There it is again: the lack of perspective. My own definition of perceived poverty. Poor are the people who are unhappy and cannot change anything about it or are not ready to do it. Poverty is a prison is poverty is a prison… maybe. I live from less than the state support, but I have cultural and social Capital. My poverty is not a prison and hence not poverty. I know how to help myself.
What can I do for others? I can just give them my friendship and support. I can stretch my arms out, above the whole range of privileged and unprivileged and built small small bridges. That is Hippie-talk, but I also give free tuitions here, motivate people and support an NGO, which works for the people of the lowest caste. And I meet people, whom I tell how amazing I find all those little things that they do.
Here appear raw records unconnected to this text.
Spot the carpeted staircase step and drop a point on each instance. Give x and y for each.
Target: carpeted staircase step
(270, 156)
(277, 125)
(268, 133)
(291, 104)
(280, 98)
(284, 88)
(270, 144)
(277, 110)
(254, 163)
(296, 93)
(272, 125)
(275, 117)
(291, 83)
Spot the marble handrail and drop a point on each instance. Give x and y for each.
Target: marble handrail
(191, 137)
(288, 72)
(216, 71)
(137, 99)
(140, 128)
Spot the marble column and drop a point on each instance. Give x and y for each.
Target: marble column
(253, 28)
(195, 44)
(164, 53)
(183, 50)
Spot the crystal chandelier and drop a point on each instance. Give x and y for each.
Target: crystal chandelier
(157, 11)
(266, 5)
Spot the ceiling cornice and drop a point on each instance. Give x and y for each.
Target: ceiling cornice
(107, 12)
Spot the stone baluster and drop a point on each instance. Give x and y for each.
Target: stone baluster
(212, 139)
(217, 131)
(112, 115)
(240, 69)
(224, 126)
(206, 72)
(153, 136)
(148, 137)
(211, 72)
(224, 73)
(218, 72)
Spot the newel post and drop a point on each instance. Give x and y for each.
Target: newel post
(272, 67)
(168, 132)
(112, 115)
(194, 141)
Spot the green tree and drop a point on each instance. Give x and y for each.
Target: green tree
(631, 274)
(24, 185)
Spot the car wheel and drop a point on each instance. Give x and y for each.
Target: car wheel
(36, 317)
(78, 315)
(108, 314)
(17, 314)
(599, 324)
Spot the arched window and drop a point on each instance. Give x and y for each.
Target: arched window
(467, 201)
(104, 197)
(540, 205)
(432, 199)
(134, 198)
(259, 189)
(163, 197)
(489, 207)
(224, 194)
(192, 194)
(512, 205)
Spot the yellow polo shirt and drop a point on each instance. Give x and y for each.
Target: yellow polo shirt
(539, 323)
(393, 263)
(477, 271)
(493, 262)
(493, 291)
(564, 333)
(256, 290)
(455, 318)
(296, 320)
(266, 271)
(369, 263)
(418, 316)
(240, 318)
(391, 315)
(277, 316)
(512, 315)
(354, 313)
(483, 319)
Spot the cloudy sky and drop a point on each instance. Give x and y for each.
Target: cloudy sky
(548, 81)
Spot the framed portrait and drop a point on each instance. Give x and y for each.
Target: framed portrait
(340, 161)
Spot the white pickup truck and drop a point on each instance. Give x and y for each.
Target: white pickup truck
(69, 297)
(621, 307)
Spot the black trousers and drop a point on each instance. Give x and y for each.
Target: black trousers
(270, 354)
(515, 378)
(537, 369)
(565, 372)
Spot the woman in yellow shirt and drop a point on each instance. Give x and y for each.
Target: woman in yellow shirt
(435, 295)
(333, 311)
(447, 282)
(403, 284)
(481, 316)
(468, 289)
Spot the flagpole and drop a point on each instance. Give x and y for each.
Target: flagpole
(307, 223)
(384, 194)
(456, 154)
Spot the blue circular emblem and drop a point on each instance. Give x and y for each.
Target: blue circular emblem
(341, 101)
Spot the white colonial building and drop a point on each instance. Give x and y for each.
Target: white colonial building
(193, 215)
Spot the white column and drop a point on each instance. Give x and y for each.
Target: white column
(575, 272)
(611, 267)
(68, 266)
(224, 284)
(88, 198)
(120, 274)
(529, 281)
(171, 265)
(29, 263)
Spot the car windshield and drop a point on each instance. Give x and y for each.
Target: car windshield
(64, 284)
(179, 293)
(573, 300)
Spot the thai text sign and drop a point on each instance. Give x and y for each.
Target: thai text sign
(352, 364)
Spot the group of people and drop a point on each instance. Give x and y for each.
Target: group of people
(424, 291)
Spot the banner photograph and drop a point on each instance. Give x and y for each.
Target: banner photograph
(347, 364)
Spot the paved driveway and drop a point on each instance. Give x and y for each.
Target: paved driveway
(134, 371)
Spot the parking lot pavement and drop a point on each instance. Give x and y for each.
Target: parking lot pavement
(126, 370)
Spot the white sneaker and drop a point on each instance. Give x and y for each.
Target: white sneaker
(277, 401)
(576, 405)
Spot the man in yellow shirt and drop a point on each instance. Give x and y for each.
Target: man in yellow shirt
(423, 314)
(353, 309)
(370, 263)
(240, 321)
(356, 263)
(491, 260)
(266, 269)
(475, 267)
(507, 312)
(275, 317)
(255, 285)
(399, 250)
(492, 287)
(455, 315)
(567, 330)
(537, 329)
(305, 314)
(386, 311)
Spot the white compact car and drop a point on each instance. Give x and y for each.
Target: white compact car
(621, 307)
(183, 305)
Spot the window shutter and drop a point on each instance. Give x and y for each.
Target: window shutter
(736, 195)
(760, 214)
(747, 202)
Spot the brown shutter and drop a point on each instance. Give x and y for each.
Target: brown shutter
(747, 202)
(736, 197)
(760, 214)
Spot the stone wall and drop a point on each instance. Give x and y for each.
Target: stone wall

How amazing the tea from fresh goat-milk tastes and how impressed I am about the fact, that the mother built the house out of stones, cow-poo and sand all on her own. How happy it makes me to see the family living together with all those animals, feeding even the useless animals like dogs and birds. Respect is the best way to take the feeling of poverty away from people. Not that stupid romantic babbling about the unnecessity of money and that they have all they need. My friends can measure themselves if they are happy or not, I guess. I am talking just about recognition for other peoples lives. And thus, I end the evening with thanking the people for everything. For the nice day and the opportunity to sleep here at this wonderful place under the open sky. With such amazing people.
Then everything becomes silence. As silent as you can just witness it here, in the desert. It is a silence, that is so embracing that it is louder than any noise. I realize how much I have talked, now that this emptiness fills my ears. I continue staring at the stars until I fall asleep. For me, in my freedom this is a perfect place. Just the goat which for some reason crouches under my bed at night, to ram its head into my back, disturbs a bit. And my knowledge about the fact that my friend will soon ask me how to get a Visa for Germany.